As parents, we have to remember that teaching our kids to think critically about the world, to challenge ordained wisdom not for the sake of challenge, but as the crucial of truth, is all-important.

A society that seeks to right the wrongs within it can only do so if we train the next generation to be thoughtful.

Citizenship Example 4: Calling Out Injustice When Found

As citizens of the west, our lives come with some despicable externalities. It might be the excess carbon that Greta has organized strikes against, or the manner in which our smartphones are built.

While no one individual can be responsible for the actions of every international corporation we should show our children that good citizens call out injustice where they find it. Even when that injustice is within the organization of otherwise normal groups.

Take the case of Olivia Chaffin, a girl scout in Tennesee. Olivia is a badge winning scout for selling over 600 boxes of cookies. But when Olivia learned about the plight of other children her age working in palm oil fields in Asia she became worried that her products were “tainted.

Sure enough, the supposedly sustainable palm oil in the Tagalogs she had been selling was mixed with other sources, clearly creating a moral dilemma for the otherwise upstanding scout.

What did Olivia do? She has organized her troop and others to protest with the Girl Scouts of America. Ultimately, she hasn’t been selling the cookies.

Did Olivia end child labor exploitation on a global scale? No.

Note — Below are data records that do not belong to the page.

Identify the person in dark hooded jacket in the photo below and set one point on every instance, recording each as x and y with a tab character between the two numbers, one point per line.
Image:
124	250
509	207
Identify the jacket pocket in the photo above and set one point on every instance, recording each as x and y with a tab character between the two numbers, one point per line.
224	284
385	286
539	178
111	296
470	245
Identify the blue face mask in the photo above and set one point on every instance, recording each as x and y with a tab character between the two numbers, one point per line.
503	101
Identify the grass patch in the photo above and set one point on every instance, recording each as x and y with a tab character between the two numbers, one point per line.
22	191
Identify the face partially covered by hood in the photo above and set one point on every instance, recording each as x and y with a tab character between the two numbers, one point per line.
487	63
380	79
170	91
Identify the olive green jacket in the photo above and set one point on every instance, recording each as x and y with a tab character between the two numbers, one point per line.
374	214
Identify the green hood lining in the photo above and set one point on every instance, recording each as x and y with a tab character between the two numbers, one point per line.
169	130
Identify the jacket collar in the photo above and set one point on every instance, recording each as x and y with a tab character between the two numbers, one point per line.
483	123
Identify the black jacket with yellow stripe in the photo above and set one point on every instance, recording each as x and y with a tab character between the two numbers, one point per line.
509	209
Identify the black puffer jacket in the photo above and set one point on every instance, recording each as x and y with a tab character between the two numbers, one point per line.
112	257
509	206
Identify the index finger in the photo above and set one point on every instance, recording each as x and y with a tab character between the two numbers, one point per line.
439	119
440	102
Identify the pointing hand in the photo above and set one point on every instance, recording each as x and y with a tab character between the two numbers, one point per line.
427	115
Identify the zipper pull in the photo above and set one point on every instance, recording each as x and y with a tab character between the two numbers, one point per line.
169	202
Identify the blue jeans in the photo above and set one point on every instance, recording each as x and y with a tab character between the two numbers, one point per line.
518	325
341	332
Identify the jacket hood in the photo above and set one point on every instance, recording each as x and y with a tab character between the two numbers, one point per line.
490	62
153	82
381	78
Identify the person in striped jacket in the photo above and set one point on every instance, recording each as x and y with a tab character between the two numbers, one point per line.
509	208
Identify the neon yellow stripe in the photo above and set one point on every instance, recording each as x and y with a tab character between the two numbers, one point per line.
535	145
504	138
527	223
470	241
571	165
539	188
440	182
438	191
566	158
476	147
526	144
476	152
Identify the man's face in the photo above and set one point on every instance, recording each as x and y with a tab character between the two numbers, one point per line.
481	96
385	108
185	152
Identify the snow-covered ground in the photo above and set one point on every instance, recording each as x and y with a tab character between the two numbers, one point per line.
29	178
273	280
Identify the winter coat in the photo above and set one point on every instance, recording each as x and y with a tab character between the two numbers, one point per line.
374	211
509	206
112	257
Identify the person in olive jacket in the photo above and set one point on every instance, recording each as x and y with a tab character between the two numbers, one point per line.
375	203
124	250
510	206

But she went out of her way to think critically not only about her actions, but the impact her actions had on others on the other side of the world. Each and every one of us can make an effort to exercise that same level of criticality in our actions and purchases.

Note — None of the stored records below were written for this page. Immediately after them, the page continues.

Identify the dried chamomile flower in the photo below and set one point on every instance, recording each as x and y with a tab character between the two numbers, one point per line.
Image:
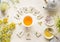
19	23
5	29
0	34
12	26
1	22
5	20
9	35
15	1
4	6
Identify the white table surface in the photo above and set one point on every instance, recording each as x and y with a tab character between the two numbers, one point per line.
38	4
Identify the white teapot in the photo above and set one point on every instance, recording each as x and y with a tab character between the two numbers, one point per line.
51	5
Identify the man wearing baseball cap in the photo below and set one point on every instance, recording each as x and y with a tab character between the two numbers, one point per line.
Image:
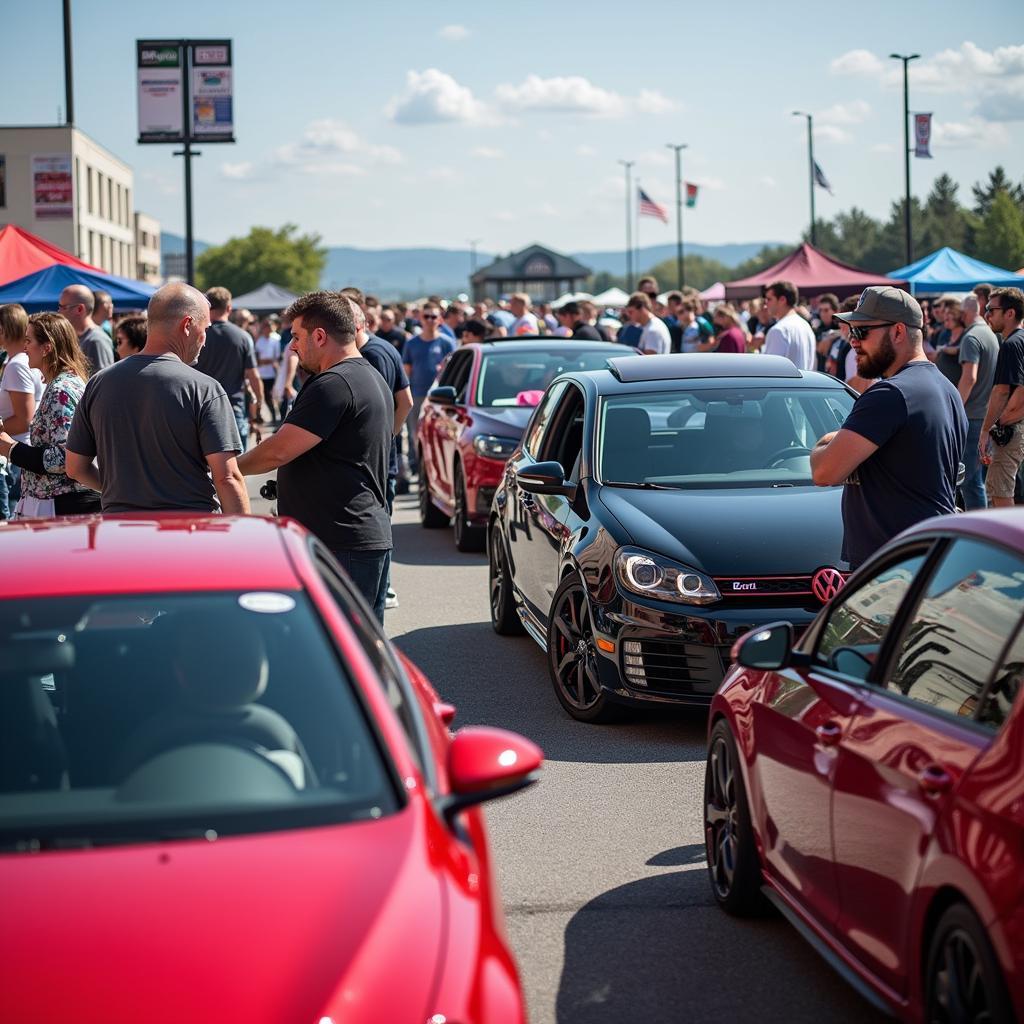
899	450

Maybe by being a little more thoughtful, we can make the world a better place.

Citizenship Example 5: Looking Out for One Another

COVID Provided the Opportunity to Demonstrate Good Citizenship for Kids Many Times Over
COVID Provided the Opportunity to Demonstrate Good Citizenship for Kids Many Times Over

2020 was a banner year for doing things a little differently. We did school from home this year. We learned which neighbors had failed their own high school biology… anyway, great year.

But we also saw some really great examples of kids looking out for one another. One such example came from Arlington Virginia. Kids continued to write the traditional letter to Santa this year, but his elves saw some different requests.

Instead of toys, games, and other frivolities, the children were often asking for masks and good health for their community.

Even when we can’t really do anything at all, good citizens still think about their community. Sometimes, it’s just the gesture that counts for a whole lot.

Where We Go From Here?

It’s a crazy world out there. In order to make the world a better place, we all need to be good citizens. Making sure our kids practice good citizenship is just as important. They are, after all, the future. Thankfully, there are not only some helpful resources out there for us to look at but some really inspiring examples as well. Olivia Chaffin in Tennesee is good citizenship for kids personified. She got informed about her world. She thought critically about her role in it. Finally, she came up with a plan to make the world, and her community, a better place.

We might not be able to move the world by ourselves, but together there isn’t much we can’t accomplish. That’s a lesson I want my boys to learn.